Like (1,3,5) or (6,9,3)
Hello, kastamonu!
$\displaystyle A\:=\:\(1,2,3, \cdots 30\)$
How many 3-element subsets of $\displaystyle A$ are there
such that sum of its elements is divisible by 3?
Consider the three subsets of $\displaystyle A.$
Set $\displaystyle S_1$: multiples of 3.
. . $\displaystyle S_1\:=\:\{3,6,9,12,15,18,21,24,27,30\}$
Set $\displaystyle S_2$: one more than a multiple of 3.

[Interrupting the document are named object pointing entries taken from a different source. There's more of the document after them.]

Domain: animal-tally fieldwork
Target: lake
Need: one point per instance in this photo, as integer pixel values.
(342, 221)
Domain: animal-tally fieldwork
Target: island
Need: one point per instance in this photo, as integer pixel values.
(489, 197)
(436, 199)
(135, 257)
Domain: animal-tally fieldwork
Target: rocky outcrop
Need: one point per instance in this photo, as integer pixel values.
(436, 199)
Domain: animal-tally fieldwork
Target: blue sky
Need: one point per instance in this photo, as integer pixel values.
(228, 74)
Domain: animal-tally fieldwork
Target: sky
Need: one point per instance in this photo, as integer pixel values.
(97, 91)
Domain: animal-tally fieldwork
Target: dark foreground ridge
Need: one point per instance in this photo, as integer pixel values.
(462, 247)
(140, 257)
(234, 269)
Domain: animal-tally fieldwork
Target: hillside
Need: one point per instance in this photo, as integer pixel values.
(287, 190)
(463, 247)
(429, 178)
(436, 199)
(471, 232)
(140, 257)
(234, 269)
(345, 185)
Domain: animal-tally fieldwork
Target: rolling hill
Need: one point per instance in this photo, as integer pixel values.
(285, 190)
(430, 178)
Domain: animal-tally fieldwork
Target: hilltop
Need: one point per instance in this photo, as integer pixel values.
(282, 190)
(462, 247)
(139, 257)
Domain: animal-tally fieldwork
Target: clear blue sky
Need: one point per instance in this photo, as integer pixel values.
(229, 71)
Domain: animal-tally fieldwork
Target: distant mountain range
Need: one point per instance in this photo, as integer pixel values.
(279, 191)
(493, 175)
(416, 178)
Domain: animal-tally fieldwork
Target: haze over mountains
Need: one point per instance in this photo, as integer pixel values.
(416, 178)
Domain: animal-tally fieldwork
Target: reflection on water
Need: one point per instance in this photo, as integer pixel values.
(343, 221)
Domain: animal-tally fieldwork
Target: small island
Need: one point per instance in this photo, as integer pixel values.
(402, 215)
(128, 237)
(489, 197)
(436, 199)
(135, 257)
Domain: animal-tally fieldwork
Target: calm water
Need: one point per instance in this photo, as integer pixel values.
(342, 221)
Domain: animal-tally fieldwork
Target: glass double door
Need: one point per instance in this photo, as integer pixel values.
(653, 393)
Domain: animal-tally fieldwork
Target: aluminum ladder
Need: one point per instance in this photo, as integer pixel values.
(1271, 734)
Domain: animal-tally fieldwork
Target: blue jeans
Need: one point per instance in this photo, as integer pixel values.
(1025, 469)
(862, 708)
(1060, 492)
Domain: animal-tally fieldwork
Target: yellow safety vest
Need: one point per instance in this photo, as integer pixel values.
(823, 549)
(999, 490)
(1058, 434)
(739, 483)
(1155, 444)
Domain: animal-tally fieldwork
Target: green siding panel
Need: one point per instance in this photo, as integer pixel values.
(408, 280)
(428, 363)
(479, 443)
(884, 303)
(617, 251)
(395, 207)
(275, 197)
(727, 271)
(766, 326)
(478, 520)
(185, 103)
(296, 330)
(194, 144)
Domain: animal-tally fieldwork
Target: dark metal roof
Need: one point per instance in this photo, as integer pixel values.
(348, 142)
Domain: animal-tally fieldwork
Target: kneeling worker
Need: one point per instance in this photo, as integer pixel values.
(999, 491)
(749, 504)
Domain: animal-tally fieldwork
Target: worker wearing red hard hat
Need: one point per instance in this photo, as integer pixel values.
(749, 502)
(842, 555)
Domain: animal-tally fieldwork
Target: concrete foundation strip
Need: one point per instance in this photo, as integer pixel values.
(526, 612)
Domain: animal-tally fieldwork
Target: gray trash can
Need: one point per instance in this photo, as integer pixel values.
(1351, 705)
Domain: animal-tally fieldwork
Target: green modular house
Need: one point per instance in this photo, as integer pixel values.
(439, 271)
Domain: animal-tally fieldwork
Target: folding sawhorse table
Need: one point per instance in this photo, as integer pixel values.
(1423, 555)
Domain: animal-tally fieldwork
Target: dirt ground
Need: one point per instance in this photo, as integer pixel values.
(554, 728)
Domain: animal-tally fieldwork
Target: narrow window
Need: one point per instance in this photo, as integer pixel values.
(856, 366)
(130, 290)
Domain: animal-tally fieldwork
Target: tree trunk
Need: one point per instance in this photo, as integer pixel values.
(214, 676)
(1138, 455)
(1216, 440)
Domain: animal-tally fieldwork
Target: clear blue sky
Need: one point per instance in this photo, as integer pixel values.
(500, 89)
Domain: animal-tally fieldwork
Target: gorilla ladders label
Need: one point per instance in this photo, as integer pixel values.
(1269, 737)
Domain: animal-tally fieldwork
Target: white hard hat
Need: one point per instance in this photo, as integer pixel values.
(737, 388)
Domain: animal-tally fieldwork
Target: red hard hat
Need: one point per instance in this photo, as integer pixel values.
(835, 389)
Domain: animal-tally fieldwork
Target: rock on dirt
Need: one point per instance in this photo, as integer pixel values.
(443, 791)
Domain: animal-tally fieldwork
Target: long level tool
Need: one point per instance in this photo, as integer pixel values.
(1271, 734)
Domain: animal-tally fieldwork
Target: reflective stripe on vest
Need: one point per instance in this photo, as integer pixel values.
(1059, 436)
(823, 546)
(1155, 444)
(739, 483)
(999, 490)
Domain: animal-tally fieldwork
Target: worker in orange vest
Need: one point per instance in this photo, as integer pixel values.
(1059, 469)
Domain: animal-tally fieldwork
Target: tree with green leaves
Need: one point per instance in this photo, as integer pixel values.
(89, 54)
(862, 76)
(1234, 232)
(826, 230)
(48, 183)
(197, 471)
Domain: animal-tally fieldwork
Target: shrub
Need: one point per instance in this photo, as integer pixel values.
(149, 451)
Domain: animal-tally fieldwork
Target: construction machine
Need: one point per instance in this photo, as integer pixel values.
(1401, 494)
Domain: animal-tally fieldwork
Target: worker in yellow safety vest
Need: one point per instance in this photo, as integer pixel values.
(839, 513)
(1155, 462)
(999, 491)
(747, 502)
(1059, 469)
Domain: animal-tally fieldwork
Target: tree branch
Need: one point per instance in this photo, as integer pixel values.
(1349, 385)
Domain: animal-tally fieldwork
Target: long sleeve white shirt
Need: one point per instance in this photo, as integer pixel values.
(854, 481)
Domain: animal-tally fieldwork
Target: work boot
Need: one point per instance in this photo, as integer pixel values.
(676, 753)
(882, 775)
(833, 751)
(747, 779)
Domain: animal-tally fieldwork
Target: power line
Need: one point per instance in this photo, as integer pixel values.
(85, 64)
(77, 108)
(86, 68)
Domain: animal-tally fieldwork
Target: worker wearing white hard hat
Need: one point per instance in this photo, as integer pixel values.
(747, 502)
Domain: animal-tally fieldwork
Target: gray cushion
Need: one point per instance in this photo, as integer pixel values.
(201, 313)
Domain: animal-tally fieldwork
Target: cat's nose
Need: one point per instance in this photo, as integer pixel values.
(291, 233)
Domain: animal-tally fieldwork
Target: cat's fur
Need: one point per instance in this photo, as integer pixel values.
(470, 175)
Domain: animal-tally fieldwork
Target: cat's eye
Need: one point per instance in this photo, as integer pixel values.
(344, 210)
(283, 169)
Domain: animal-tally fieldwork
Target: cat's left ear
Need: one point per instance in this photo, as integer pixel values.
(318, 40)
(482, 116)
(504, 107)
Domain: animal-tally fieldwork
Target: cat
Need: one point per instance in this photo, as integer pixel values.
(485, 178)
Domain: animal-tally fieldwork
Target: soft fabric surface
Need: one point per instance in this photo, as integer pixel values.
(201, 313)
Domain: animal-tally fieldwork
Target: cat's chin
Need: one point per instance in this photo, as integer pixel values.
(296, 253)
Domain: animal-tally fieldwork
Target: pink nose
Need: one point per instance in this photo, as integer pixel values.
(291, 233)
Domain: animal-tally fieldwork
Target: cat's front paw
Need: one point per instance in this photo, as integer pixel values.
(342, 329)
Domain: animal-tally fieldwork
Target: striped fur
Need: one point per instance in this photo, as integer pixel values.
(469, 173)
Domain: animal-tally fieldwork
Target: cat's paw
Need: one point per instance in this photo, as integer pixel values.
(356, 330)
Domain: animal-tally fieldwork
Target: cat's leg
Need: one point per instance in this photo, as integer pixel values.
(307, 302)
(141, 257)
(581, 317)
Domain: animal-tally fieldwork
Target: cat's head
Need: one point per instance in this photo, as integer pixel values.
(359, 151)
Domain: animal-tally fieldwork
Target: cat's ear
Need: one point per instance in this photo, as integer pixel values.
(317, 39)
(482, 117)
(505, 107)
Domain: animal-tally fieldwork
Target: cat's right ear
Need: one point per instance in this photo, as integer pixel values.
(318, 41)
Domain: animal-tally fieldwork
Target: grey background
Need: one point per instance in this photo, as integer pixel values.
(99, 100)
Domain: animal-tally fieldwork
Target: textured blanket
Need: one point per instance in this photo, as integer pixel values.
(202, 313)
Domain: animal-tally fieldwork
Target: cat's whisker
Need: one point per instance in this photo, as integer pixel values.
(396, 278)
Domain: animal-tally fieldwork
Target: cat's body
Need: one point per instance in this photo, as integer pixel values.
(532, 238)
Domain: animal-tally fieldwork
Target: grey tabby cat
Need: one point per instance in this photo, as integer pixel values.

. . $\displaystyle S_2 \;=\:\{1,4,7,10,13,16,19,22,25,28\}$
Set $\displaystyle S_3$: one less than a multiple of 3.
. . $\displaystyle S_3 \:=\:\{2,5,8,11,14,17,20,23,26,29\}$
There are four ways to get 3 elements whose sum is a multiple of 3.
[1] 3 from $\displaystyle S_1\!:\;{10\choose3} \,=\,120$ ways. .*
[2] 3 from $\displaystyle S_2\!:\;{10\choose3} \,=\,120$ ways. .*
[3] 3 from $\displaystyle S_3\!:\;{10\choose3} \,=\,120$ ways. .*
[4] One from each subset: .$\displaystyle 10\cdot10\cdot10 \,=\,1000$ ways. .*
Therefore: .$\displaystyle 120 + 120 + 120 + 1000 \:=\:1360$ ways.
~ ~ ~ ~ ~ ~ ~ ~ ~ ~ ~ ~ ~ ~ ~ ~ ~ ~ ~ ~ ~ ~ ~ ~ ~ ~ ~ ~ ~ ~
*
An explanation is available upon request.